Vorig jaar schetste de staatssecretaris reeds de uitgangspunten van een nieuw stelsel. In het debat dat daarop volgde, had de ChristenUnie nog wel grote vraagtekens bij een aantal voorstellen. Ik noem de lage vergoeding van slechts € 2,50, het maximum van twaalf uur in de thuisopvang en het minimum aantal op te vangen kinderen waar in de brief over werd gesproken. Dit zijn stuk voor stuk punten die in het herziene voorstel niet meer terug te vinden zijn en dat is wat ons betreft winst. Dit betekent niet dat ingrijpen in het stelsel geen pijn doet. Er rest dan ook nog wel een aantal vragen.

Om te voorkomen dat ouders een aantal opvanguren aanvragen die in geen enkele relatie staat tot het werkelijke aantal uren arbeid, is er in het wetsvoorstel terecht voor gekozen een maximum te stellen aan het aantal uren waarvoor een kinderopvangtoeslag kan worden verkregen. In het wetsvoorstel is bepaald dat dit maximum aantal uren per soort kinderopvang verschillend kan worden vastgesteld. Echter niet de vorm van de opvang maar de leeftijd van het kind is hoofdzakelijk bepalend voor het benodigd aantal uren opvang. In de memorie van toelichting wordt als voorbeeld gegeven dat het bij de opvang van kinderen in de leeftijd van nul tot vier jaar in gastouderopvang of in een kindcentrum gaat om ongeveer 220 uur per maand. Terecht wordt daar geen onderscheid naar vorm van opvang gemaakt, maar wordt het aantal uren gerelateerd aan de leeftijd van de kinderen. De opvangbehoefte voor kinderen die naar school gaan, is natuurlijk een andere dan die voor de allerkleinste kinderen, die volledige dagopvang nodig hebben. Ik heb daarom een amendement ingediend om het maximumaantal uren te vergoeden kinderopvang vast te stellen per leeftijdsgroep, in plaats van per soort kinderopvang. Ik hoor heel graag hoe de staatssecretaris daarover denkt.
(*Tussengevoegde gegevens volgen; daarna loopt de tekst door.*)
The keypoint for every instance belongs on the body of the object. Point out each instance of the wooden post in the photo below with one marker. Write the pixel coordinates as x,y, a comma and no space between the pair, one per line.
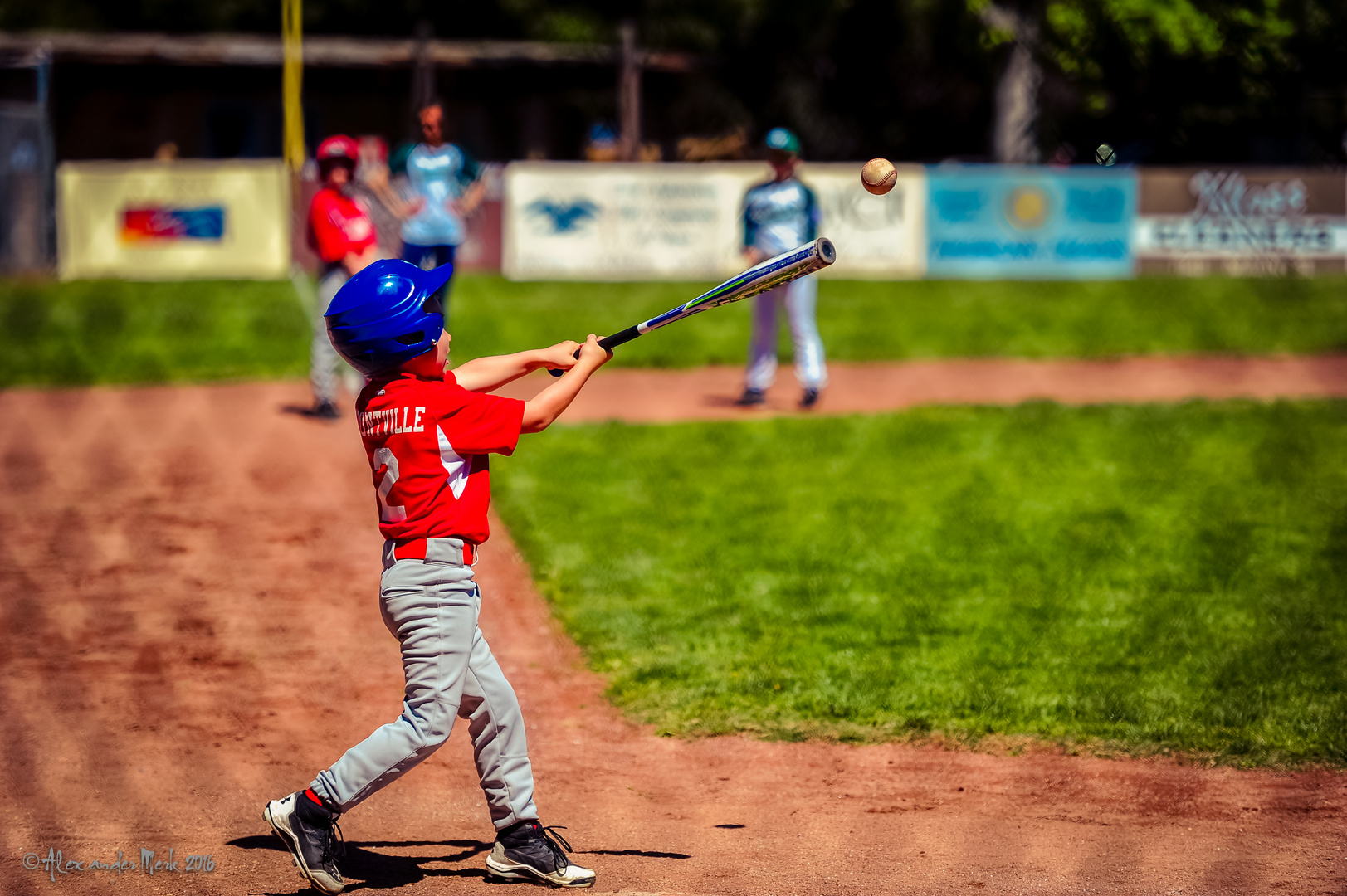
293,77
629,96
423,75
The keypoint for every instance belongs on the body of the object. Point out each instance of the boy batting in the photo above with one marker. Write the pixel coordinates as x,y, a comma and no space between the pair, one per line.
427,434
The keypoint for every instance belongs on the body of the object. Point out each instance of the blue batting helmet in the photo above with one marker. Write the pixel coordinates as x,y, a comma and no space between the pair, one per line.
387,314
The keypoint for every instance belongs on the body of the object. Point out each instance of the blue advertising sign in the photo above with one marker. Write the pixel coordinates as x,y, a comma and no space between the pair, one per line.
993,222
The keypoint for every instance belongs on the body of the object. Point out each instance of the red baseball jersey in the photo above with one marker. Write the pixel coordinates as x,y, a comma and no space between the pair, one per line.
427,444
339,226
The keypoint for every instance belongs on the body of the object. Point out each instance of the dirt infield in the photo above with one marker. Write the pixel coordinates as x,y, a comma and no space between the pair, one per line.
190,628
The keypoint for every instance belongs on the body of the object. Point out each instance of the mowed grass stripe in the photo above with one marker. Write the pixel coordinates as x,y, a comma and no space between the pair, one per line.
1156,577
118,332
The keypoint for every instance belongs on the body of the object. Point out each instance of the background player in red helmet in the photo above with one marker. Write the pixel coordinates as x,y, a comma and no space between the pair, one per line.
343,233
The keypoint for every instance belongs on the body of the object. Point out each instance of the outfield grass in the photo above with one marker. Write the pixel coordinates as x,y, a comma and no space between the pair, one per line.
927,319
116,332
1157,577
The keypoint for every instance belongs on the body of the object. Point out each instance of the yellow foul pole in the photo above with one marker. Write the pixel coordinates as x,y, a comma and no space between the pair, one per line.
293,79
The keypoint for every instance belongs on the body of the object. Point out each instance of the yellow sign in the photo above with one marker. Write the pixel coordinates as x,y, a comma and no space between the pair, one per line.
173,220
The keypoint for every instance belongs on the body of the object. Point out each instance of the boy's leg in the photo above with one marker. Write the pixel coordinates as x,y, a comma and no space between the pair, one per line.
500,745
432,608
802,298
445,255
523,849
761,367
322,356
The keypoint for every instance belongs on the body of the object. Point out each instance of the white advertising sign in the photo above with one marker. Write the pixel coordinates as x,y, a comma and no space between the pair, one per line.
1232,215
173,220
683,222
In plaats van controle door de GGD op het niveau van het gastouderbureau zal er gecontroleerd gaan worden op het niveau van de individuele gastouder en de opvanglocatie. Te stellen kwaliteitseisen moet je serieus nemen, maar het vraagt nogal wat van de GGD, die er tot nu toe niet in slaagde om alle gastouderbureaus te controleren. Dit ging om honderden, terwijl er straks waarschijnlijk duizenden gastouders te controleren zijn.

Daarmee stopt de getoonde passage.